Ce devait être durant une fin d’étape, comme aujourd’hui. Lorsque je sais que j’ai donné les outils importants. Toute la motivation, dans mes « tout le monde peut réussir », « il faut réussir », « même toi Marc, j’ai confiance. », avec un sourire en coin. Toute mon énergie répartie sur une dizaine de semaines pour en arriver là. Les regarder s’enfoncer dans leur pensée, dans leur savoir, et tenter comme petite enseignante en début de carrière, de leur faire confiance.


C’est là, je crois, que j’ai commencé à respirer. 

samedi 4 janvier 2014

Revenir

Revenir est la fatalité. Dans ce tout petit village, dans cette nature épineuse, sablonneuse, imaginée de toutes pièces depuis mon enfance,  immuable souvenir.

J’avais sept ans. Petite fille brune parmi tous ces visages blanc, ces yeux pâles, bleus ou verts, ces cheveux blonds ou dorés. Étrangère. Nouvelle venue. Différente. Ne pas se sentir chez-soi. 

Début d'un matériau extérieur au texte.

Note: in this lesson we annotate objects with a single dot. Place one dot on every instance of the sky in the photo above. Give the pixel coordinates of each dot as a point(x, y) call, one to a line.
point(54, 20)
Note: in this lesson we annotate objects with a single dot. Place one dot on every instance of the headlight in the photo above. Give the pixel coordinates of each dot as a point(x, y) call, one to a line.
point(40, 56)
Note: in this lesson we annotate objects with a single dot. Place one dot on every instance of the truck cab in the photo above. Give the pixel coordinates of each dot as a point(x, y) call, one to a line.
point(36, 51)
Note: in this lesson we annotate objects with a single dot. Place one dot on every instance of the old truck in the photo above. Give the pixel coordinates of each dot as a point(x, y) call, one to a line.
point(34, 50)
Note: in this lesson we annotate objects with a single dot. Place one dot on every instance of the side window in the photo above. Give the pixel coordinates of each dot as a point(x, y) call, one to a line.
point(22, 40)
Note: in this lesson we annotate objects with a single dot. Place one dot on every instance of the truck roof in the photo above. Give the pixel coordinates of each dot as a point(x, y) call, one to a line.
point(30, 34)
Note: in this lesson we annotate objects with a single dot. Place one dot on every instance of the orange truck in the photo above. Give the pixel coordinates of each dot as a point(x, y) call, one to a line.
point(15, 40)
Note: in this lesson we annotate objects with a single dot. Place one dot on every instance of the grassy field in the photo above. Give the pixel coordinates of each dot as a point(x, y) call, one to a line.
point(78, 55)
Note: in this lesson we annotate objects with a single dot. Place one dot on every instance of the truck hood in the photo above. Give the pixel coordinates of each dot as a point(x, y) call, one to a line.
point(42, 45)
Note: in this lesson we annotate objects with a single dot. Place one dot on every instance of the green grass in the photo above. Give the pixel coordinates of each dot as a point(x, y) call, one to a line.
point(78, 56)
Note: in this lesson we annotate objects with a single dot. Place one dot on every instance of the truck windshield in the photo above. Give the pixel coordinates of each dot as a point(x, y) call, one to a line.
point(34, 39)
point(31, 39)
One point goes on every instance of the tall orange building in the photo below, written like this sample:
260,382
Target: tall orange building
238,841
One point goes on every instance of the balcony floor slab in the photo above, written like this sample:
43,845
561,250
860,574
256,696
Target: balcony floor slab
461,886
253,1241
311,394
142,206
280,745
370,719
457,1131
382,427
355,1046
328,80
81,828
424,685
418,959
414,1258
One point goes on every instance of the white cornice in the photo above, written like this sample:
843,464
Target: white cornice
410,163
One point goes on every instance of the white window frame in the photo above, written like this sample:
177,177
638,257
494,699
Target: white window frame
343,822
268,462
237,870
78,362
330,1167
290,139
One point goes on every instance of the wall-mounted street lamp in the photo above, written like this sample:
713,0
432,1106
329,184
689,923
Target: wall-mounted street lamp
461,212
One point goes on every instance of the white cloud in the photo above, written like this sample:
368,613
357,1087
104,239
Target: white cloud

Quitter ma maison beige aux poutres brun foncé, c’était tout quitter. Le tout peut sembler insignifiant lorsque l'on ne possède presque rien. Un lit en fer blanc et une couverture à motifs de feuilles beiges et blanches. Une maison de poupée, une salle de jeux immense au sous-sol. Passer tout l’hiver aux joues rouges de froid, tout l’été à la peau aussi brune que celle des enfants du Sud. Peut-être un jour je reviendrais sur le bord de cette baie, embrasser ma tante et jouer dans ma chambre.

Dans ma rue, je me fondais à la masse, moi la petite fille tranquille. Je pleurais si peu bébé, que ma mère bousculait mon sommeil s’assurant de mon respire. Je pleurais si peu enfant que ma mère m’avait oubliée sur les marches de l’escalier. Plus tard, l’étrange justice de la vie a rattrapé chacune de ces larmes

L’exil pour moi se trouve à huit heures en voiture et il a la peau pâle. Il avait fallu à ma mère deux jours pour faire la route, cette distance que je ne pouvais calculer que par le nombre de villages à traverser. J’ai fini par les apprendre par cœur. Et les arrêts, et les étapes. Suivre le rythme et avancer à la limite permise. J’ignore si ailleurs le monde a changé. Ce que je sais, c’est cette courbe mortelle qu’ils ont finalement traversée d’une route droite, à Saint-Siméon. C’est l’absence perpétuelle d’un pont entre Baie-Sainte-Catherine et Tadoussac, le nid de cette rivière devenue aussi profonde que la mer. C’est cette toute petite paroisse dont j’oublie déjà le nom, qui fermera bientôt ses portes, parce que la 138, désormais la contourne.


Ils disent que le retour est le chemin des exilés. Qu’il existe dans la patience d’un homme un aboutissement à s’être mis à part quelque temps. Je n’ai pas choisi de partir. Vingt ans plus tard, je reviens et constate que les choses ont changées.